American natural gas and heating oil bills will be higher this winter than previously thought, the U.S. government said on Wednesday.
/ Source: Reuters

The utility bills to warm American homes with natural gas and heating oil will be higher this winter than previously thought, the U.S. government said on Wednesday.

The U.S. Energy Information Administration raised its estimate for the average winter price for residential natural gas to $9.57 per thousand cubic feet from its estimate of $9.24 last month.

That would boost the total winter natural gas bill for the average household by $18 over the previous forecast to $866, according to the Energy Department's analytical arm.

The average natural gas bill last winter was $799 based on a gas price of $8.39.

The price for heating oil was revised up a penny to $1.38 a gallon, EIA said, raising the total average winter bill to $951 from a previous forecast of $947.

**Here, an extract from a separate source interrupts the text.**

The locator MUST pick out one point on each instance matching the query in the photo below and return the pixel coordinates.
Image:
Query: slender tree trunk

Last winter, a heating oil price of $1.34 resulted in an average household bill of $991. The average heating oil bill was higher compared to this winter because demand for heating fuel was much stronger due to colder temperatures.

Separately, the agency raised its estimate for the average gasoline pump price during the January-March period by 1 penny to $1.52 a gallon and 2 cents higher in the second quarter to $1.57.

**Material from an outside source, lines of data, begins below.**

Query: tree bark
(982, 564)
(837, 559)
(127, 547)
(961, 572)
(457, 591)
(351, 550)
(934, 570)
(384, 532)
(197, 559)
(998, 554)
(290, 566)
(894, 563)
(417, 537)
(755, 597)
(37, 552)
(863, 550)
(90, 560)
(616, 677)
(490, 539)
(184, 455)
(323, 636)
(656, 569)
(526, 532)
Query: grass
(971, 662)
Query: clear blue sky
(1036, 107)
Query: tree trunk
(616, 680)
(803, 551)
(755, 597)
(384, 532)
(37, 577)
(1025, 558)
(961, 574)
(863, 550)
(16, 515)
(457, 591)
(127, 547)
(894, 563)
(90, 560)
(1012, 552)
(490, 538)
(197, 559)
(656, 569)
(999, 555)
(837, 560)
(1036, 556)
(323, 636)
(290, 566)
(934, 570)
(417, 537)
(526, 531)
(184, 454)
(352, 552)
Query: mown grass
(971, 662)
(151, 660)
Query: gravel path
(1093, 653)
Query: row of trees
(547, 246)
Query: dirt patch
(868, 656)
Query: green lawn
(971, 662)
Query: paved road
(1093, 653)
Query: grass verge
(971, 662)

"Due to high crude oil costs and the tight inventory situation, pump prices may increase on a monthly basis through the rest of winter and into late spring," EIA said.

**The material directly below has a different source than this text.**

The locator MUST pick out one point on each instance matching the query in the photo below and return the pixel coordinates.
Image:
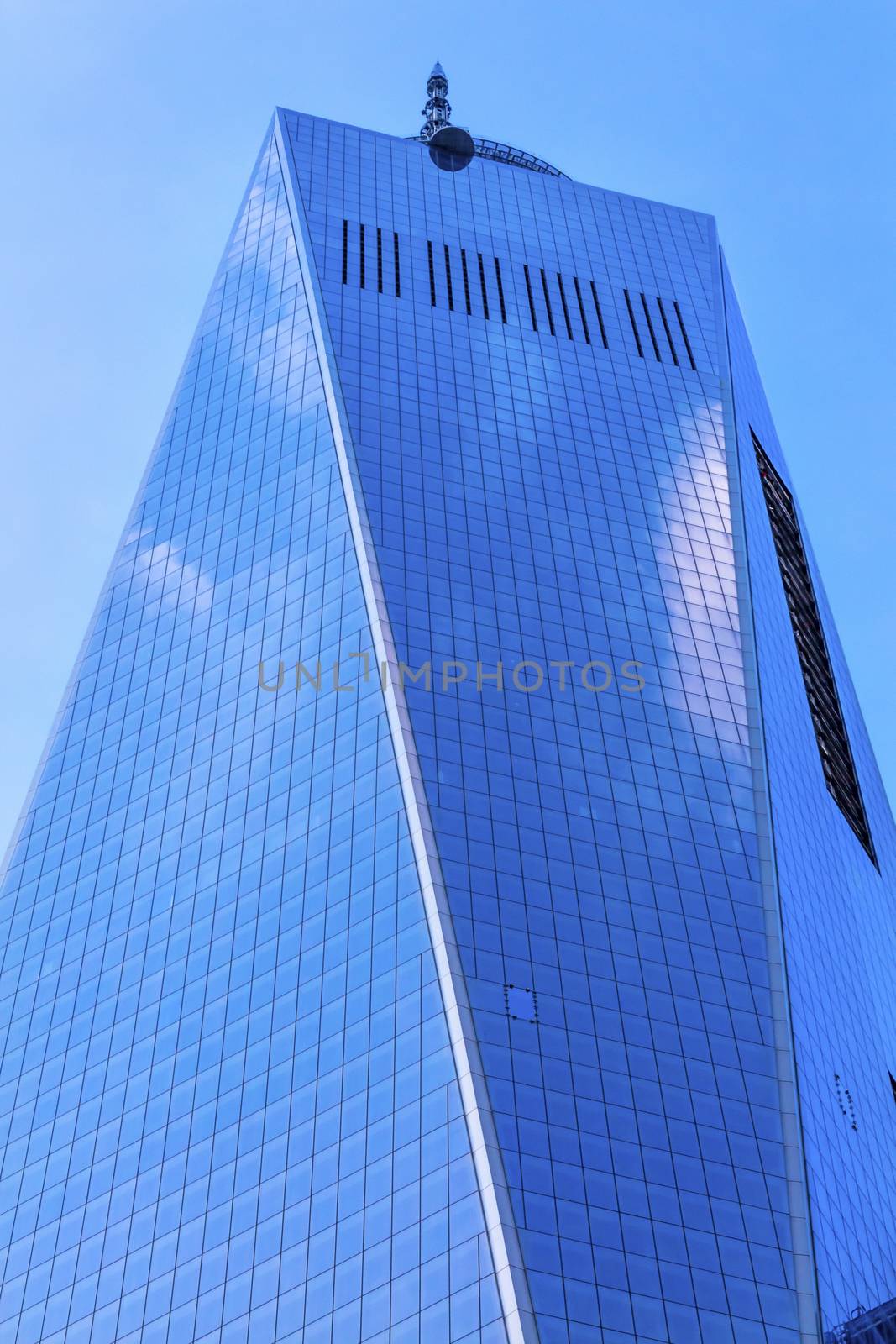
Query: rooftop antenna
(438, 109)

Other highlights of EIA's monthly energy forecast were:

  • U.S. crude oil should average $31.35 a barrel this winter, up 85 cents from the prior estimate, due to strong oil demand and tight oil inventories.
  • OPEC oil production is almost 1.5 million barrels per day (bpd) above the cartel's official output quota.
  • U.S. oil demand in 2003 grew 1.4 percent to about 20 million bpd, and in 2004 is expected to climb another 390,000 bpd, or 1.9 percent.
  • Electricity demand is expected to grow by 2.2 percent this year and 2.3 percent in 2005 as the U.S. economy expands.